September 23rd, 2004

belize

Solaris 10, memcached, ....

With some spare computers around the office now, we've been tinkering with things like LVM2/device-mapper, Solaris 10, OpenSSI, etc...

I'm installing Solaris 10 now, with the intention of playing with ZFS and DTrace, but it didn't even detect my network card (yet?), so I'm not sure it'll be any fun.

In particular I want to write a DTrace script that shows in real-time how long processes are blocked on syscalls owning fds that are sockets, aggregated on the socket's endpoint. We've done this in the LiveJournal code, kinda, via a lot of manual instrumentation, but it'd be cool to do on the system globally, without modifying or restarting the application.

Well, the Solaris 10 install just failed, telling me to look at /tmp/install_log for more details, and it has none.

Okay, next project. I suppose I should learn LTT and OProfile.
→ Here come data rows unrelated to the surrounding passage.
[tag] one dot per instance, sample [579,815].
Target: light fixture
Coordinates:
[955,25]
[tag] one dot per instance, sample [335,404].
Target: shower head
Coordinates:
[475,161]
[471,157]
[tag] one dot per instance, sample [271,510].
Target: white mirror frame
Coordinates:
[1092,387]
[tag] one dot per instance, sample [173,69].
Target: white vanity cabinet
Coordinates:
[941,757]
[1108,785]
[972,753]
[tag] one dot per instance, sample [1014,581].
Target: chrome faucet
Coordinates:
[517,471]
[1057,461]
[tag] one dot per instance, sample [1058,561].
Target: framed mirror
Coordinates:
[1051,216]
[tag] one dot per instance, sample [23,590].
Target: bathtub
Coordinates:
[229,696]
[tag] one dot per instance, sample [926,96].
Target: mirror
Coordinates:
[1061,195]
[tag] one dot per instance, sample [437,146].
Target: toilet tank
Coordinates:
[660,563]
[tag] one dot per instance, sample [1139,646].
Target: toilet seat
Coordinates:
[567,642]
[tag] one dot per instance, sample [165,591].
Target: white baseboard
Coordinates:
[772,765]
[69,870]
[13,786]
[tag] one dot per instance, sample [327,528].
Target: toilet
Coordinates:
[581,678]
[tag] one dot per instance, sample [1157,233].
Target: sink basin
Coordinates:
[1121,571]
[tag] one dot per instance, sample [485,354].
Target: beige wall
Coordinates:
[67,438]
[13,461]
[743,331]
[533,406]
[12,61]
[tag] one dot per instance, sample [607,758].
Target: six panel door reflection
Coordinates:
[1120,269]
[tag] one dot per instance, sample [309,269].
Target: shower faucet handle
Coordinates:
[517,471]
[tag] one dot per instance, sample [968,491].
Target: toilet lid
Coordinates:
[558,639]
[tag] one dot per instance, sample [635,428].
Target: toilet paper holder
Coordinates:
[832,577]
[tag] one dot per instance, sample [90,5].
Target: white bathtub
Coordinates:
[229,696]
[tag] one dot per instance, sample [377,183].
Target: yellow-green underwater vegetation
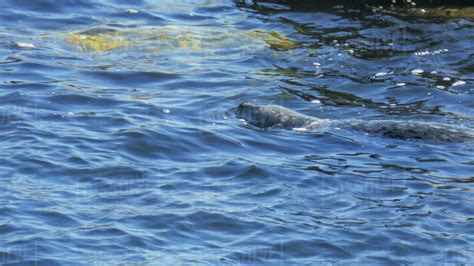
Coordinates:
[185,38]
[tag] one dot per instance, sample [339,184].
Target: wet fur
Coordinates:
[269,116]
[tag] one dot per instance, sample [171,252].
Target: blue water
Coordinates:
[132,155]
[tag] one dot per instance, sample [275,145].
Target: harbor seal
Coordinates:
[275,116]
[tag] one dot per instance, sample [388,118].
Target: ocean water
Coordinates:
[120,145]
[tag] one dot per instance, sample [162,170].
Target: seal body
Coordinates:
[270,116]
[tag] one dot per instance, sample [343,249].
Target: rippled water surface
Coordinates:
[120,144]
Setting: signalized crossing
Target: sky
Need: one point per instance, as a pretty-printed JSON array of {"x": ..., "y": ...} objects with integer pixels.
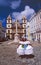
[{"x": 18, "y": 8}]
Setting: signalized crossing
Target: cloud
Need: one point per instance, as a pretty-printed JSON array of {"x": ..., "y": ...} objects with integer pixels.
[
  {"x": 28, "y": 12},
  {"x": 15, "y": 4}
]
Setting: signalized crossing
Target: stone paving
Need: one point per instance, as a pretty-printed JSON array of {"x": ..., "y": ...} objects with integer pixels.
[{"x": 8, "y": 55}]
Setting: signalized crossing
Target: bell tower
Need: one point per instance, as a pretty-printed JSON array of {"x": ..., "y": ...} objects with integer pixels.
[{"x": 9, "y": 27}]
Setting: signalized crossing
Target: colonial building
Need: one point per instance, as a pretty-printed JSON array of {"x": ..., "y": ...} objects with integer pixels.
[
  {"x": 35, "y": 26},
  {"x": 11, "y": 27},
  {"x": 2, "y": 31}
]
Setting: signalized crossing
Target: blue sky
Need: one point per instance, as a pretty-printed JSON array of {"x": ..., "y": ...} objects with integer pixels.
[{"x": 18, "y": 8}]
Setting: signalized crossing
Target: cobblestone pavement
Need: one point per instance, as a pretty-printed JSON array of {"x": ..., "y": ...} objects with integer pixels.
[{"x": 8, "y": 55}]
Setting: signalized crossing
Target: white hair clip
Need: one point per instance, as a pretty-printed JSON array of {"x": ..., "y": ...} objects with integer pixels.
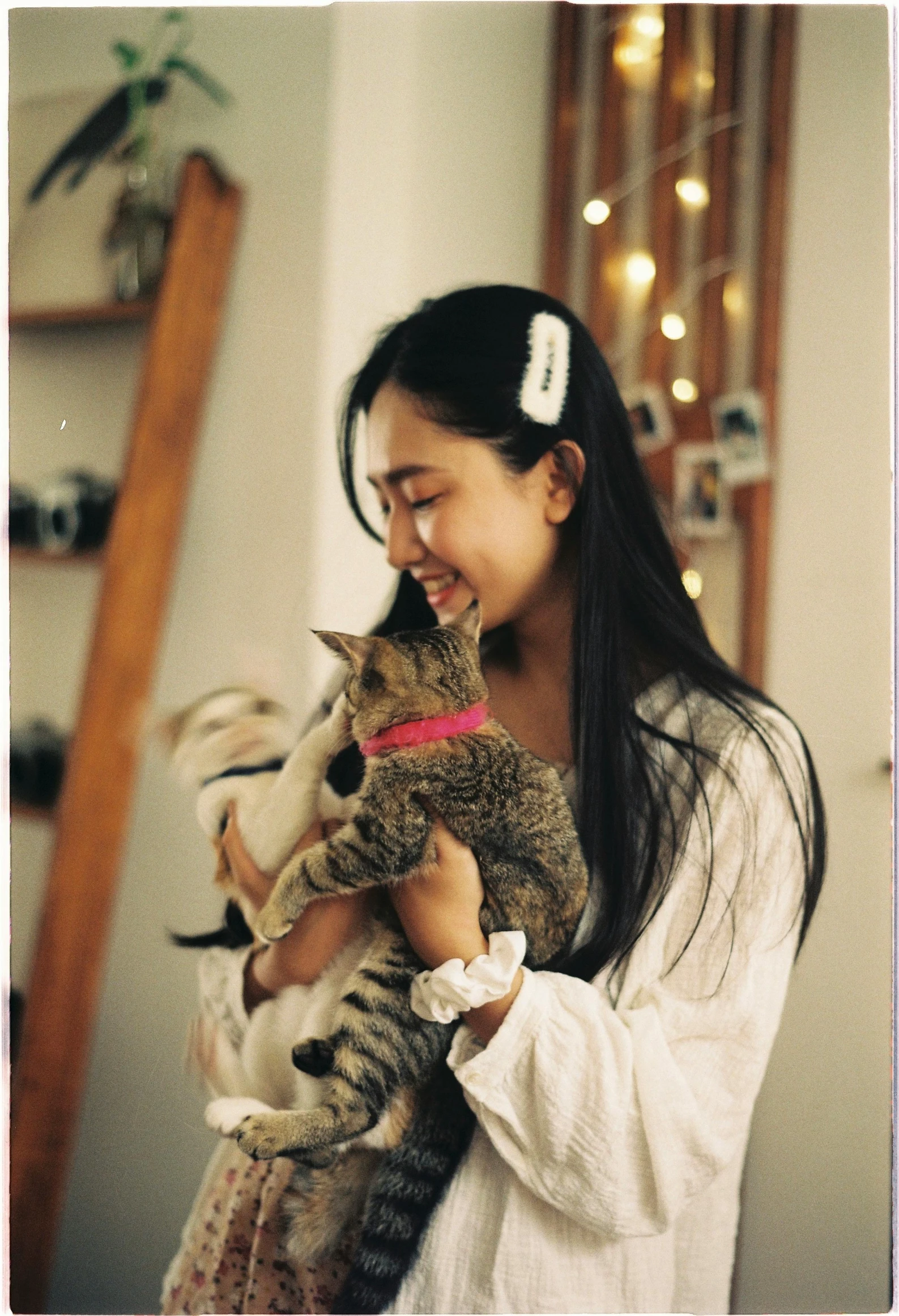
[{"x": 547, "y": 375}]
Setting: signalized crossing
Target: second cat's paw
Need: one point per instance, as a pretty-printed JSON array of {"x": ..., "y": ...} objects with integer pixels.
[
  {"x": 227, "y": 1113},
  {"x": 271, "y": 924},
  {"x": 340, "y": 725}
]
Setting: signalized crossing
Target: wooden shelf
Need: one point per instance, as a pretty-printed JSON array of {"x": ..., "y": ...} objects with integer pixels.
[
  {"x": 100, "y": 313},
  {"x": 22, "y": 554},
  {"x": 35, "y": 812}
]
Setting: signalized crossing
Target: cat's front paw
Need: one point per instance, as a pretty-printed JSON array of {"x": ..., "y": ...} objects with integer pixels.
[{"x": 267, "y": 1135}]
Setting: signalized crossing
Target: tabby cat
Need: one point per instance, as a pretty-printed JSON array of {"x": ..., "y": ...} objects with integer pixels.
[{"x": 510, "y": 807}]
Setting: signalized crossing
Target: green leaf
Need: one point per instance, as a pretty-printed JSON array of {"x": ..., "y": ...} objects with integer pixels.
[
  {"x": 127, "y": 54},
  {"x": 176, "y": 63}
]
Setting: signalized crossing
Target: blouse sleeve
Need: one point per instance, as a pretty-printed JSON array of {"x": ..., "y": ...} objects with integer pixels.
[{"x": 617, "y": 1106}]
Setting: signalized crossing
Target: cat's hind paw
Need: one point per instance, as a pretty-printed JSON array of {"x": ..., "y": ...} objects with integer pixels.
[
  {"x": 314, "y": 1056},
  {"x": 227, "y": 1113}
]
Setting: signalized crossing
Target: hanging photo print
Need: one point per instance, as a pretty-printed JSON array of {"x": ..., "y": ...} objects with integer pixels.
[
  {"x": 739, "y": 427},
  {"x": 649, "y": 416},
  {"x": 702, "y": 499}
]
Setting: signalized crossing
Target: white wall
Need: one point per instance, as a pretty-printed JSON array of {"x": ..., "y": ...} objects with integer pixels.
[
  {"x": 816, "y": 1214},
  {"x": 389, "y": 152}
]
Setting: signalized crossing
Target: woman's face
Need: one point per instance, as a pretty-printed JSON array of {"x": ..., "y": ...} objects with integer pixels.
[{"x": 460, "y": 520}]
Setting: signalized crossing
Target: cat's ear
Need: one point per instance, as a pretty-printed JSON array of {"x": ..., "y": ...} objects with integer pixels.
[
  {"x": 468, "y": 623},
  {"x": 353, "y": 649}
]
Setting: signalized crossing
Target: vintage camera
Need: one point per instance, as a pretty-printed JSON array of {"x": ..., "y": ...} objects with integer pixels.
[
  {"x": 37, "y": 762},
  {"x": 74, "y": 512},
  {"x": 23, "y": 517}
]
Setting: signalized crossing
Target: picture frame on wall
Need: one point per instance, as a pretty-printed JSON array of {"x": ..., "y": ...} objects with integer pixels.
[
  {"x": 649, "y": 416},
  {"x": 739, "y": 427},
  {"x": 702, "y": 495}
]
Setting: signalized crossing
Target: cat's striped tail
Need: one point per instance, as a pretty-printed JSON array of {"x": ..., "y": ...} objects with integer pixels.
[{"x": 404, "y": 1194}]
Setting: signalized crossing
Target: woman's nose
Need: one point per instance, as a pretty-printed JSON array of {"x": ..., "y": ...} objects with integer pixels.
[{"x": 404, "y": 548}]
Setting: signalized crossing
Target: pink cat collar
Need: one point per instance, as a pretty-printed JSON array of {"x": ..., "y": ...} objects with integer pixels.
[{"x": 407, "y": 735}]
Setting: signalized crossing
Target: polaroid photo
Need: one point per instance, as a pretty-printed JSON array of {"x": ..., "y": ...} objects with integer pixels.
[
  {"x": 702, "y": 496},
  {"x": 651, "y": 418},
  {"x": 739, "y": 427}
]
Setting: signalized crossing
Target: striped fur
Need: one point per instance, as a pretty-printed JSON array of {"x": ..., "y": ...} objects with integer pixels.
[{"x": 510, "y": 807}]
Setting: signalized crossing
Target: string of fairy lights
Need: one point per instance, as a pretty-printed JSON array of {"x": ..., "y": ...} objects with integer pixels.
[{"x": 637, "y": 48}]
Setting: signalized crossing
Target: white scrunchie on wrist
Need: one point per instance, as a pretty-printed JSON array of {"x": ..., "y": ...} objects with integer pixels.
[{"x": 441, "y": 994}]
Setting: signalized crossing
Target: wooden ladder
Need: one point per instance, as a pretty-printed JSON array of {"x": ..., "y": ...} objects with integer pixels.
[{"x": 94, "y": 808}]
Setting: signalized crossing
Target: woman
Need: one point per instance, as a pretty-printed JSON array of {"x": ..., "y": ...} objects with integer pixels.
[{"x": 612, "y": 1097}]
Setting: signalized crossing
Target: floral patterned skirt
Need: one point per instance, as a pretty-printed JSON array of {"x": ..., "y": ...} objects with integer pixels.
[{"x": 232, "y": 1257}]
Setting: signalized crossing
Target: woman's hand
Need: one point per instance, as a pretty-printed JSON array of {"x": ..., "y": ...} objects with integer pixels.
[
  {"x": 324, "y": 928},
  {"x": 438, "y": 909},
  {"x": 438, "y": 906}
]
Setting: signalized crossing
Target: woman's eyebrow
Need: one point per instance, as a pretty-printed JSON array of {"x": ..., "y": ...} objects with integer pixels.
[{"x": 400, "y": 474}]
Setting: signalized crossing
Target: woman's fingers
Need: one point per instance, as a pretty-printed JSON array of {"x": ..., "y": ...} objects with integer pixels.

Jeff Garzik (of Linux fame) saw my OSCON presentation on Slashdot and checked out memcached, replying with a ton of suggestions. The foremost one was to not store data in the heap, where it has to be copied to the kernel all the time to send to users, but just keep it in tmpfs, in page cache, then just sendfile(2) it to sockets. So now I've been thinking of new memory layout ideas for memcached on tmpfs.... Things over 2k can have their own inode (granularity is 4k PAGE_SIZE), which is the same space as it takes in memcached. Things over 8k immediately win, taking 12k (3 pages) instead of 16k in memcached's powers-of-two allocations. Things 2k or under get interesting... could have a lot more slab granularities than powers of two, packed into 4k files in tmpfs. Then we're on the way to a global LRU, not LRU-per-size-class, if we can figure out how to rearrange data in slabs or something.